Same risk factors, different impact: diabetes and waist size hit women's livers harder than men's
Why do women with type 2 diabetes develop liver scarring faster than men with the same condition? That question drives a new study published in JAMA Network Open that examines how common cardiometabolic risk factors affect liver fibrosis differently depending on sex. The answer is not that women are at higher baseline risk. They are not. It is that when the risk factors are present, women's livers appear to be more vulnerable to the damage.
The data behind the disparity
Researchers from the Keck School of Medicine of USC analyzed data from 5,981 U.S. adults in the National Health and Nutrition Examination Survey (NHANES), collected between 2017 and 2020. The dataset includes lab tests, clinical exams, ultrasound imaging of the liver, and lifestyle information, making it more objective than studies that rely on self-reports or medical records alone.
The team examined six cardiometabolic risk factors: waist circumference, high blood pressure, type 2 diabetes or pre-diabetes, high triglycerides, low HDL cholesterol, and the presence of two or more of these factors.

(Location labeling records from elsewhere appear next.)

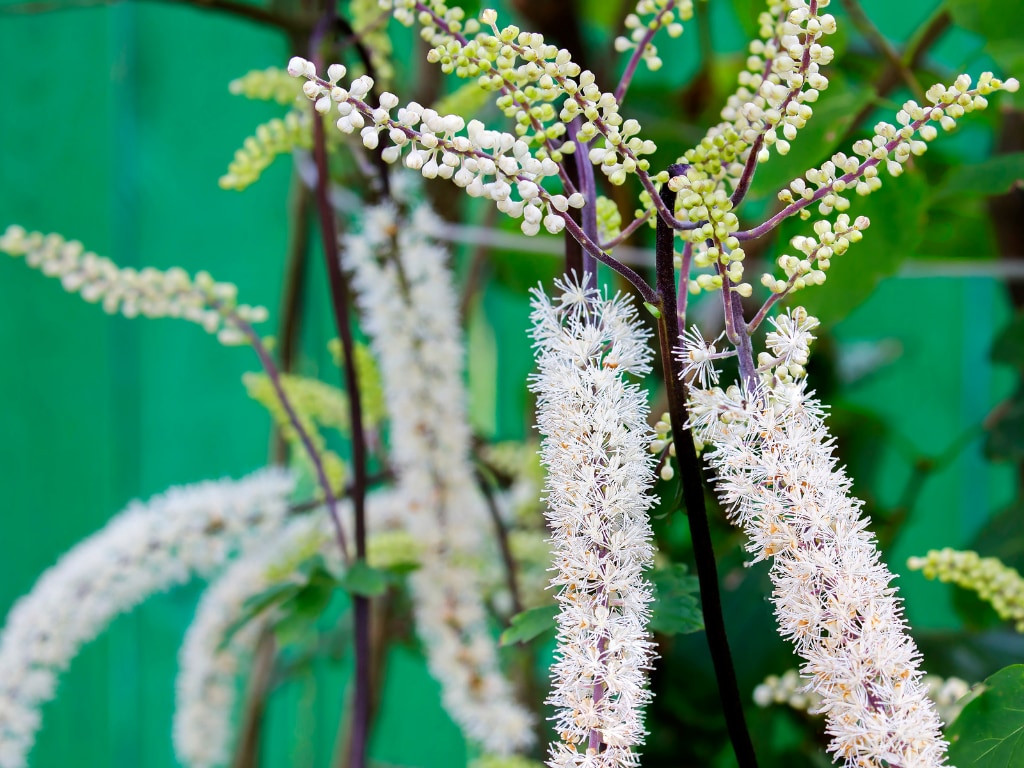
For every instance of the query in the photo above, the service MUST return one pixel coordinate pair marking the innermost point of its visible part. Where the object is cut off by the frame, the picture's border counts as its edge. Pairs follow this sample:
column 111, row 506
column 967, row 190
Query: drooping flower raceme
column 221, row 639
column 409, row 305
column 146, row 549
column 595, row 448
column 776, row 473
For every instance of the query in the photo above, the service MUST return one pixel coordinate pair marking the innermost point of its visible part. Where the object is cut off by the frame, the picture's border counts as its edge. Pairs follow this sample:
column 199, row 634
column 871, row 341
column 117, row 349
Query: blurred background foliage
column 117, row 124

They controlled for age, race, ethnicity, smoking, and alcohol intake.
The numbers that stand out
Overall, women had similar or lower baseline rates of liver fibrosis compared with men. But when cardiometabolic risk factors entered the picture, the increases in women were disproportionately large.

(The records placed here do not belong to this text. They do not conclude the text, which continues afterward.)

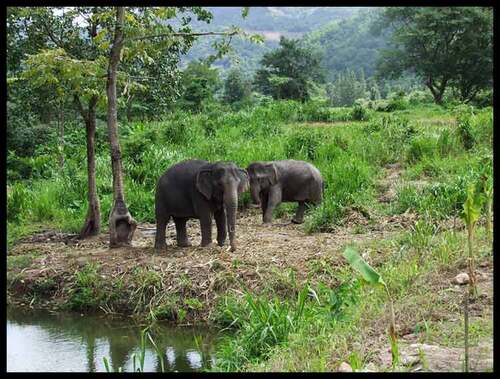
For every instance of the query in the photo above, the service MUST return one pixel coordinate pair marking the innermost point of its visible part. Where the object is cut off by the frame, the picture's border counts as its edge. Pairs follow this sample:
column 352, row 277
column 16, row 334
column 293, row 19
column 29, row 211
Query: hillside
column 270, row 22
column 349, row 43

High waist circumference was associated with an increase in fibrosis rates from 0.8% to 9.2% in women, roughly an 11-fold jump. In men, the same risk factor pushed rates from 4.4% to 17.0%, a fourfold increase. The absolute numbers were still higher in men, but the relative impact of the risk factor was nearly three times greater in women.
Type 2 diabetes or pre-diabetes was linked to a 2.8-fold increase in fibrosis rates among women, versus 1.4-fold in men. Having two or more cardiometabolic risk factors was associated with an 8.4-fold increase in women, compared to 2.6-fold in men.
The pattern was consistent: women start from a lower floor but climb more steeply.
Estrogen, menopause, and the protective threshold
Jennifer Dodge, the study's corresponding author and an associate professor at the Keck School of Medicine, points to a potential biological explanation. Estrogen is thought to protect against liver disease, but that protection may decline as estrogen levels fall during menopause. If the protective effect of estrogen is masking underlying vulnerability in premenopausal women, then the loss of that protection could accelerate disease progression.
The current study did not have sufficient sample size to examine the relationship between liver fibrosis and menopausal status directly. Dodge and her team plan to investigate this in a future study, including whether hormone replacement therapy has any impact on liver outcomes.
Clinical implications beyond the liver
The findings carry a message that extends beyond hepatology. The same risk factors that drive heart disease also drive liver disease, and they appear to do so through sex-specific pathways that standard clinical assessments may not account for. A woman whose blood pressure, waist circumference, and glucose levels are within the same range as a man's may face a substantially different liver risk profile.
Dodge emphasizes that these findings are a reminder that managing cardiometabolic risk factors is not just about preventing heart disease. It is about protecting the liver as well.
Limitations and next steps
The study is cross-sectional, capturing a single point in time rather than tracking disease progression. It cannot determine whether the sex differences in risk factor impact directly cause faster fibrosis development or reflect confounding variables not captured in the data. The researchers plan to address this with prospective studies that follow participants over time.
They also intend to examine how sex and cardiometabolic risk factors interact in metabolic dysfunction-associated steatotic liver disease (MASLD), the increasingly prevalent form of liver disease not driven by heavy alcohol use. With both liver fibrosis and MASLD on the rise globally, understanding who is most vulnerable and why is becoming increasingly urgent.